My station was right outside Kadena. I retired from the AF in 1982 at Eglin AFB and purchased a Feed and Seed business. Ran that until 1998 when I sold it. 

George


----------



## Steve Neul (Sep 2, 2011)

Sherwoodworker said:


> Any idea if there are any commercial lacquers available that are close to the Japanese raw lacquer? I imagine getting the materials for raw lacquer is impossible here in the US, so what are other options?


I really can't answer your question. I just looked up the origins of lacquer one time and thought it was interesting that someone would make a product out of something that would give you the itchy. I mean I've got poison oak growing all over my place and I go to great lengths to stay away from the stuff. 

The appearance of the synthetic lacquer is going to look the same if applied thick enough. Normally a lacquer finish is applied 3 mils thick where the Japanese lacquer may be closer to 12. Sherwin Williams sells a lacquer called Bushwacker White Lacquer Undercoater which you could build most of the thickness. They can tint it to where it isn't completely snow white. This would help a great deal in preventing the finish from cracking however when you do a thick finish you have to allow a lot longer drying time. I wouldn't apply more than one coat of primer per day in warm weather. If it's cool and or damp where you are one coat every three days is probably warranted. The main thing is that the surface you lacquer is completely smooth. It's suppose to be completely free of defects and polished to a high gloss which tends to show the most minor defect.


----------



## Steve Neul (Sep 2, 2011)

Sherwoodworker said:


> Would an unwaxed shellac (Sealcoat) work under lacquer!

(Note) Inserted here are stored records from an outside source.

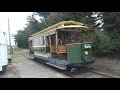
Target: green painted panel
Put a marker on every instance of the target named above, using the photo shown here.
(74, 54)
(42, 49)
(87, 52)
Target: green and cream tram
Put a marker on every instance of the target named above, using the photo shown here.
(63, 45)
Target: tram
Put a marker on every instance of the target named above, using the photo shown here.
(64, 45)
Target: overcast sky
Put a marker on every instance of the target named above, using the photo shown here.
(17, 21)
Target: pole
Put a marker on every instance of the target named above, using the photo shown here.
(11, 50)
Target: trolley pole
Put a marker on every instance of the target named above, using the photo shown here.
(11, 50)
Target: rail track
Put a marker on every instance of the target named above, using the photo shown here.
(76, 73)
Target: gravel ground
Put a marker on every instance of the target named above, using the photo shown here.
(11, 72)
(22, 67)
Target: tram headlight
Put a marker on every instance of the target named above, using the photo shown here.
(86, 52)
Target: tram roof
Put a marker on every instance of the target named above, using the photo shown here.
(63, 24)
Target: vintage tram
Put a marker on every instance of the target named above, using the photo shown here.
(64, 45)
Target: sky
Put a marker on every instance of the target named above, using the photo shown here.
(17, 21)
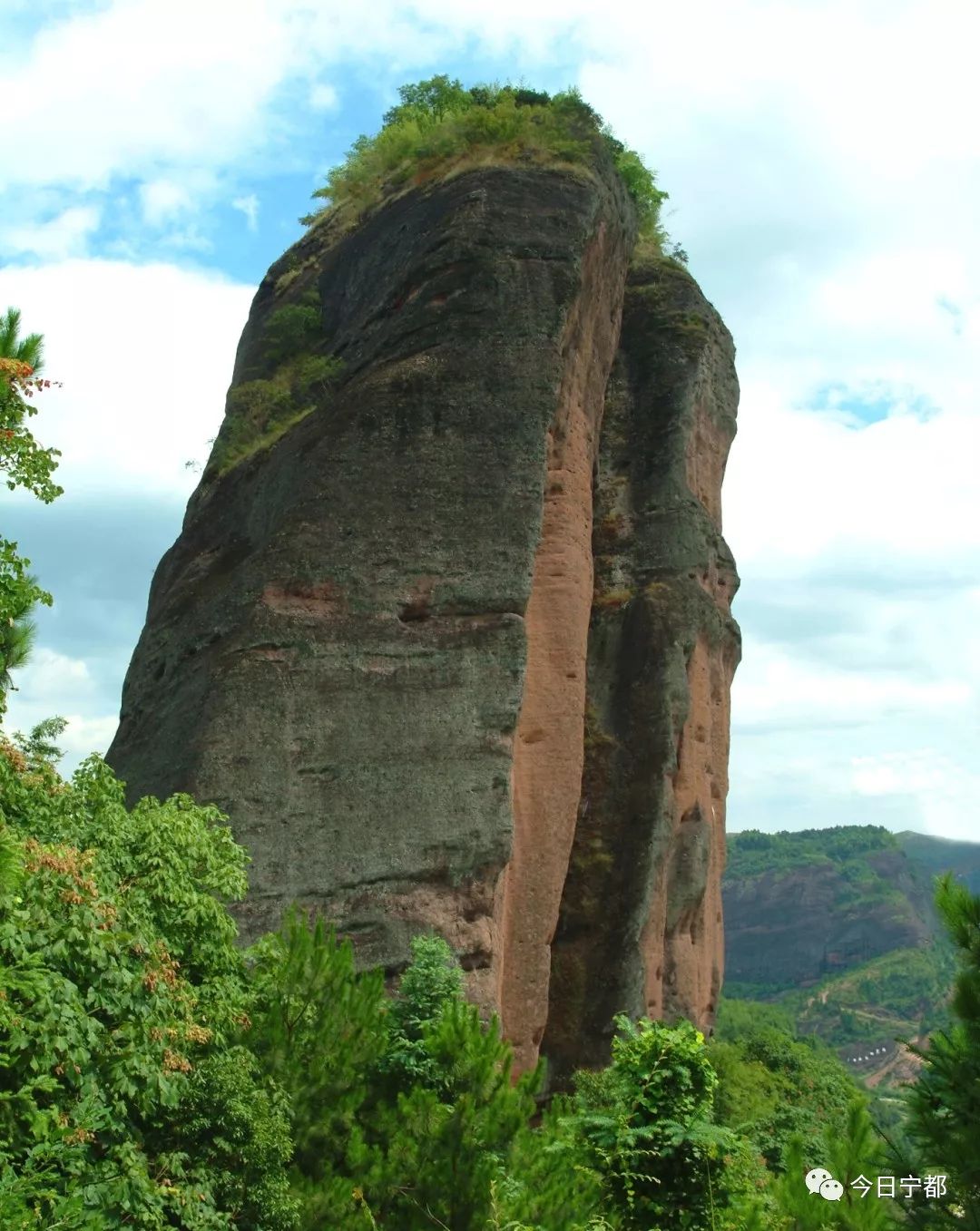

Either standard shellac or unwaxed shellac is compatible with lacquer however I don't think it would make a good foundation for what you are doing. You are needing to build thickness and shellac tends to crack when thick. You would be better off with lacquer sanding sealer or lacquer primer.


----------



## Sherwoodworker (Feb 8, 2018)

Steve Neul said:


> Sherwin Williams sells a lacquer called Bushwacker White Lacquer Undercoater which you could build most of the thickness. They can tint it to where it isn't completely snow white.


Thanks for that info. Do they possibly carry a black undercover? or can they tint as the customer request?


----------



## Steve Neul (Sep 2, 2011)

Sherwoodworker said:


> Thanks for that info. Do they possibly carry a black undercover? or can they tint as the customer request?


That is something I'm unable to look up. Any info on products is in PDF form and my computer won't open it. 

When searching Sherwin Williams look for Opex L61 Production lacquer. I do have a 1992 booklet from Sherwin Williams and they show a B61 B 1 Opex Lacquer Primer Surfacer which is their black primer for the L61 Production Lacquer. 

They can tint primer however if it's white they can only darken it just so much. Probably a medium gray is the best you can hope for.


----------



## TimPa (Jan 27, 2010)

we buy our water based black primer and lacquers here.
https://www.targetcoatings.com/


----------



## Sherwoodworker (Feb 8, 2018)

Steve... thanks, I'll look it up online. Or stop in our local SW store and talk to a living, breathing person!


----------



## Steve Neul (Sep 2, 2011)

Sherwoodworker said:


> Steve... thanks, I'll look it up online. Or stop in our local SW store and talk to a living, breathing person!


Better grab the manager. Lacquer products are more of a professional line of products. Most Sherwin Williams stores are geared for house painting.


----------



## Tom-G (Nov 11, 2012)

TimPa said:


> we buy our water based black primer and lacquers here.
> https://www.targetcoatings.com/


In late January, they were running a 25% off special on some products. The code was JF25. Not sure if still valid.


----------



## Sherwoodworker (Feb 8, 2018)

TimPa, thanks for that link. I may try out their tinted water based lacquer for a kitchen island project. But for the black project, I’ll stick to a nitro cellulose lacquer!


----------



## Sherwoodworker (Feb 8, 2018)

Steve, I’ll check in advance... have to wait for warmer weather anyhow... gotta spray this stuff outside!


----------